Marrakesch – Aufreibend und doch bezaubernd

Noch mehr Händler als in Fês tummeln sich in Marrakesch. Während Fês als die blaue Stadt Marrokos bekannt ist, wird Marrakesch die Rote genannt. Durch die Medina zu laufen ist eine kalkulierbare Geduldsprobe. Man muss entspannt bleiben und darf sich durch die vielen aufdringlichen Händler, die trotz Verneinung und offensichtlichem Desinteresse, einem wiederholt Angebote hinterher rufen, das Staunen nicht kaputt machen lassen. Marrakesch ist laut, voll und vorallem aufdringlich, aber wir finden stille Gassen in denen die Sonnenstrahlen durch das Stoh darüber brechen, in denen Handwerker Lampen stanzen und Körbe flechten, oder steinalte Männer aus winzigen Geschäften lächeln.

Eine unbelebte Seitengasse in Marrakeschs Altstadt.
Die Lampengeschäfte glitzern im Sonnenlicht.

Cemil besucht einen Friseur zu dem sich selten Touristen verirren und bekommt – in Vorbereitung auf das wärmer werdende Wetter – einmal Alles kurz. Wir finden viele leckere Essenstände an denen man sicher keinen Stempel vom Gesundheitsamt aber dafür jede Menge Leckeres bekommt. Wir achten darauf, dass Fleisch und Eier immer ordentlich Hitze abbekommen und gehen nur dort essen, wo sich auch viele Einheimische den Bauch voll schlagen.
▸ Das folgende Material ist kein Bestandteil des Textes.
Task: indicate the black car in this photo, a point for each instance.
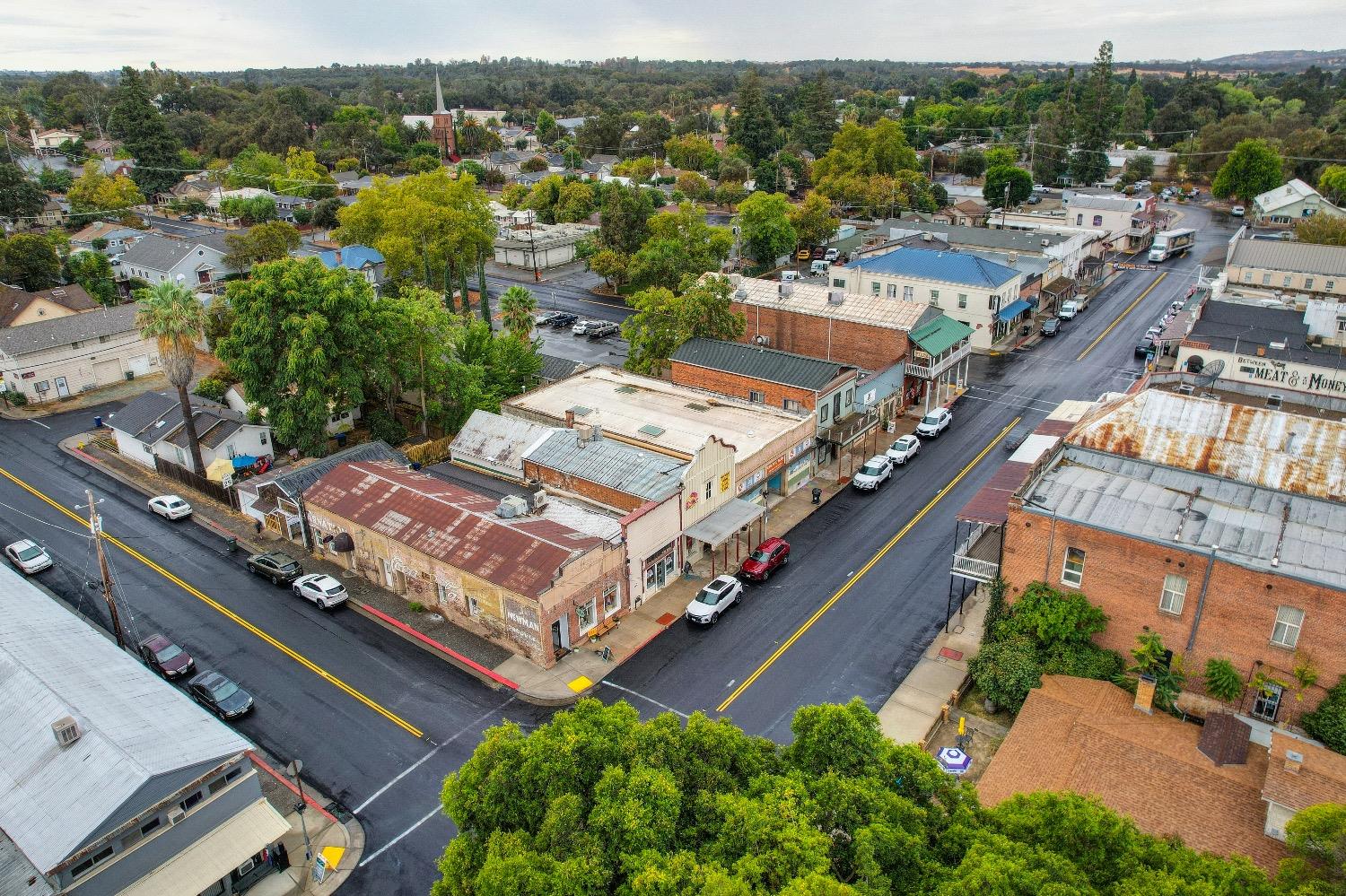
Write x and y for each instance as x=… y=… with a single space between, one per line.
x=279 y=568
x=166 y=658
x=220 y=694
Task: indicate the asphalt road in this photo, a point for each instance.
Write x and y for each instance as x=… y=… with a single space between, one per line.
x=311 y=701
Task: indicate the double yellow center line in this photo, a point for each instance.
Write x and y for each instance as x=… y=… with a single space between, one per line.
x=303 y=661
x=858 y=576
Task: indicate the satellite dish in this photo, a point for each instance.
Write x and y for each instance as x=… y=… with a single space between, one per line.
x=1211 y=373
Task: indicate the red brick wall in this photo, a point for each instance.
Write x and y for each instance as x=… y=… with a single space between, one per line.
x=738 y=387
x=851 y=344
x=1125 y=578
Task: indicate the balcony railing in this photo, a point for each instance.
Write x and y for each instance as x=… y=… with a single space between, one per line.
x=934 y=369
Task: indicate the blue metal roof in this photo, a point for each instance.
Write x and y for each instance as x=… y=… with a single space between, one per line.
x=947 y=266
x=352 y=257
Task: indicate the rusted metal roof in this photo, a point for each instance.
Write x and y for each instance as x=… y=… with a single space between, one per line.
x=1254 y=446
x=522 y=554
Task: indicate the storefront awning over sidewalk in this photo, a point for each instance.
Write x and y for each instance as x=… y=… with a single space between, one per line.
x=721 y=525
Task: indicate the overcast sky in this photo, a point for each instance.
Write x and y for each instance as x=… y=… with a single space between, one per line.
x=267 y=34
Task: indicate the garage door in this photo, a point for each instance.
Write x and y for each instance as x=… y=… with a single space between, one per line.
x=107 y=371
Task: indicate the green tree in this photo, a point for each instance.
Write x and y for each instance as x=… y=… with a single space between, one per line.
x=264 y=242
x=93 y=272
x=19 y=196
x=765 y=222
x=1096 y=121
x=1252 y=169
x=664 y=320
x=137 y=124
x=304 y=341
x=31 y=261
x=753 y=126
x=813 y=221
x=1017 y=179
x=517 y=312
x=174 y=318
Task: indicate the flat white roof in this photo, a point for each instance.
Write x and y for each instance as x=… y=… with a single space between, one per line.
x=654 y=412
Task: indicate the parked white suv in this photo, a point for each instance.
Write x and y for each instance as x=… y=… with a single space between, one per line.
x=934 y=422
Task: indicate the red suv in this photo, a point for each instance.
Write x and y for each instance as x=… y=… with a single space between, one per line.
x=770 y=554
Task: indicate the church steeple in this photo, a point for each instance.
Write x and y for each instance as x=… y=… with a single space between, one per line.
x=439 y=97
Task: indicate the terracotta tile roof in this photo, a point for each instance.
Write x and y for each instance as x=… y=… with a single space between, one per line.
x=1084 y=736
x=451 y=524
x=1321 y=777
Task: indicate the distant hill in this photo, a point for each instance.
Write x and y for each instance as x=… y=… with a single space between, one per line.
x=1289 y=59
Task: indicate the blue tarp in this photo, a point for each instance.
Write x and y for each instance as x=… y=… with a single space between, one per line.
x=1014 y=309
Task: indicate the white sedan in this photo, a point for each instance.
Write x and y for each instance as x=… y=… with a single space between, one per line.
x=170 y=506
x=320 y=589
x=29 y=556
x=712 y=600
x=904 y=449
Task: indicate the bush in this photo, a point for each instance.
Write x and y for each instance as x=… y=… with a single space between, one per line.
x=1327 y=723
x=1007 y=670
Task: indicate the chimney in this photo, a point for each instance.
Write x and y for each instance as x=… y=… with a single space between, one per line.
x=1146 y=694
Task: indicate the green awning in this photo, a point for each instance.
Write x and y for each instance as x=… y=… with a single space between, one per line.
x=940 y=335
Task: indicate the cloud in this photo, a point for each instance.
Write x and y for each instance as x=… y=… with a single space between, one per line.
x=236 y=34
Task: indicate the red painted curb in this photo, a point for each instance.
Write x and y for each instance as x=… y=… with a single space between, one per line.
x=433 y=643
x=284 y=780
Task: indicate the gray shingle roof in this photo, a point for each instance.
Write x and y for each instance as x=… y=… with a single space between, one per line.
x=756 y=362
x=27 y=339
x=645 y=474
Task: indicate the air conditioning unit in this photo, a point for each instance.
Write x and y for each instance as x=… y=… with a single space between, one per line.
x=511 y=506
x=66 y=731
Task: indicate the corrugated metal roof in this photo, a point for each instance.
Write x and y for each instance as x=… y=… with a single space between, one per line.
x=1254 y=446
x=756 y=362
x=135 y=726
x=940 y=335
x=1289 y=255
x=944 y=266
x=613 y=465
x=451 y=524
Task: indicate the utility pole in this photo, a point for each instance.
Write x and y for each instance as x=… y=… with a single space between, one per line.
x=96 y=530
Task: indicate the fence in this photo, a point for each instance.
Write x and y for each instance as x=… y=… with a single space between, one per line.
x=202 y=484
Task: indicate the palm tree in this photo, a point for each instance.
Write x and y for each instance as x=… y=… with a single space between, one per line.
x=172 y=317
x=517 y=309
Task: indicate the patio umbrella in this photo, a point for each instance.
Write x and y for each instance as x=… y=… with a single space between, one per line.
x=953 y=761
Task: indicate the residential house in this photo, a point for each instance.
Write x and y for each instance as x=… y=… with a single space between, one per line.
x=642 y=486
x=1289 y=204
x=536 y=580
x=1286 y=265
x=1211 y=786
x=495 y=446
x=151 y=427
x=977 y=292
x=53 y=360
x=196 y=261
x=1213 y=525
x=541 y=247
x=116 y=782
x=19 y=307
x=276 y=498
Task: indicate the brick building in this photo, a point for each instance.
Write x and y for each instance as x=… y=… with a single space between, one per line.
x=535 y=580
x=1214 y=525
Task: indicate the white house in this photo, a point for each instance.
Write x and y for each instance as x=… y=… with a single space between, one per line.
x=153 y=425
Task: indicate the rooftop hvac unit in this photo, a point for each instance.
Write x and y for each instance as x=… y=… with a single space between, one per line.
x=511 y=506
x=66 y=731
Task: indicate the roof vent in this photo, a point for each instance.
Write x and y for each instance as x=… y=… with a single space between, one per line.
x=66 y=731
x=511 y=506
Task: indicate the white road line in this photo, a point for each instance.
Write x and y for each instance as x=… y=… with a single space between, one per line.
x=651 y=700
x=396 y=839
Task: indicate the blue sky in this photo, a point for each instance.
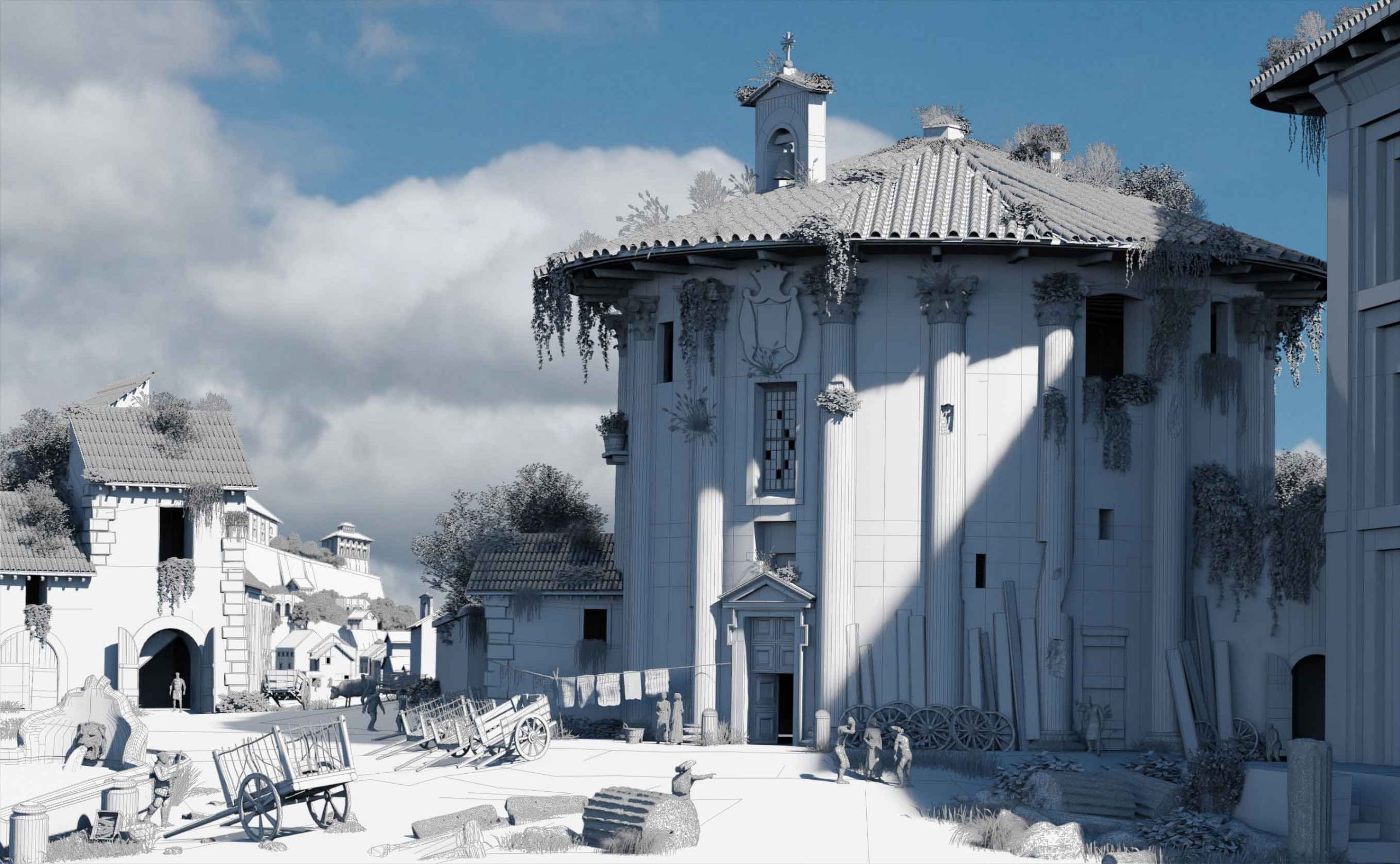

Cemil begutachtet das Essensangebot am Straßenstand

In Marrakesch gibt es viele falsche Führer mit beindruckender Logistik. Wir haben einen willkürlichen Passanten nach dem Weg zu den Gerbereien gefragt, der uns an einen “zufällig” vorbeilaufenden Jungen weiterreicht und versichert wir müssten nicht zahlen, er wäre sowieso in dieser Richtung unterwegs. Der Junge führt uns zu unserem Ziel, ob wir das wollen oder nicht, er bleibt vor uns und wir landen bei einer dritten Person. Wir bekommen Minze (im Arabischen Nana) gegen den Gestank in die Hand gedrückt und er zeigt uns die Gerbereien, die wir – immer der Nase nach –  auch alleine gefunden hätten und die frei betretbar sind. Er wiederholt mehrfach, er wolle dafür kein Geld.

Einer der Gerberhöfe Marrakeschs – Die Tierhäute schwimmen in verschiedenen Laugenbecken oder trocknen über Gestellen.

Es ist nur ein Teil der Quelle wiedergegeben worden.